Tonight I was reminded of one of those “Sliding Doors” moments in my life. That’s the movie where Gwyneth Paltrow goes down two different paths based on whether or not she makes it into a train car before the doors shut.
The movie switches back and forth between the two alternate scenarios. The key event is whether or not Paltrow makes it back to the apartment she shares with her boyfriend and catches him in bed with another woman.
I went to a church service tonight and sat in the fellowship hall with a table full of African students. They were from all over the continent and all were students at the university where I teach at in this little city in Finland, on the border with Russia.
Finland is a rather homogenous country ethnically, so people of African heritage stand out noticably. It is rare to interact with them.
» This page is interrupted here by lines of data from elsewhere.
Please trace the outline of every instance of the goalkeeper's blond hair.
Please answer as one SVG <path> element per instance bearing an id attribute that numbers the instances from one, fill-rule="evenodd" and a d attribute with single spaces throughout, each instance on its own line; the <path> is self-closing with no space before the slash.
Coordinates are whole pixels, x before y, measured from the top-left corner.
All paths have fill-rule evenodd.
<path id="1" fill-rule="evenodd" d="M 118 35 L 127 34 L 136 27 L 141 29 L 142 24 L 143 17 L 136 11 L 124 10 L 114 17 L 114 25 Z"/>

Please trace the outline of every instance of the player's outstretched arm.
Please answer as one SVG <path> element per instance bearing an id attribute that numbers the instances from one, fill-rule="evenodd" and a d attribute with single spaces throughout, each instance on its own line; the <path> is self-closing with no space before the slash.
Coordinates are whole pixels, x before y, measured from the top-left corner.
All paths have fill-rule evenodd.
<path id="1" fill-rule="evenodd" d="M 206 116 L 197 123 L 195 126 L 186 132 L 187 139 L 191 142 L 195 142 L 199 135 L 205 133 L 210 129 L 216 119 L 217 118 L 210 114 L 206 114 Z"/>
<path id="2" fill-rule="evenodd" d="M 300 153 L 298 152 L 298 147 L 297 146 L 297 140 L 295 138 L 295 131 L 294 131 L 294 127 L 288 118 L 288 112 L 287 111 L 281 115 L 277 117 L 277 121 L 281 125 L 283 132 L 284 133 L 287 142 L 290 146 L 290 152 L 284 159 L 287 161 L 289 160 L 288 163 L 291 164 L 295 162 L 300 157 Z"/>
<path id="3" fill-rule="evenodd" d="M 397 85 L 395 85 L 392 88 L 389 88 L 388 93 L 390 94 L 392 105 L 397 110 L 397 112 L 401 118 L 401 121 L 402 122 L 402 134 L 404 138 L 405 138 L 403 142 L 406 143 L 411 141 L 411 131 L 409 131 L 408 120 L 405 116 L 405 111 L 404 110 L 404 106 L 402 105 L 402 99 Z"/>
As I sat at the table, I talked with a girl from Uganda whom I had met previously at another church service. I introduced myself by telling her that I thought we had met before.
As I talked with her, what popped into my mind was a situation from about 30 years ago. It involved her country.
At that time I was involved in a Christian ministry to servicemen. The ministry was run by a parachurch organization.
During my tenure there, I was approached by the local staff person about the possibility of going to Uganda as a missionary trainee. I was very interested in missions at that point in my life and while I never had considered Africa, my ears were open.
However, as I told the Ugandan student tonight, life intervened. During the period I was involved in that military ministry, I fell in love with a Finnish girl.
I had met her the year before on my first visit to Finland. We began writing and things took off after that.
When the staff person that had discussed the Ugandan position with me got wind of my love interest, he wrote me a postcard. He asked,”How’s your love life?” He then added,”There are NO posts for married international trainees, you know.”
And that was that. There was no question in my mind what my decision would be. The following year, I was married.
Life has amazing twists and turns. Had I not met my wife, I may have known a lot more about Africa than the sketchy ideas I had listening to those students tonight talk about their language and history.
Yep. It was a “Sliding Door” moment alright.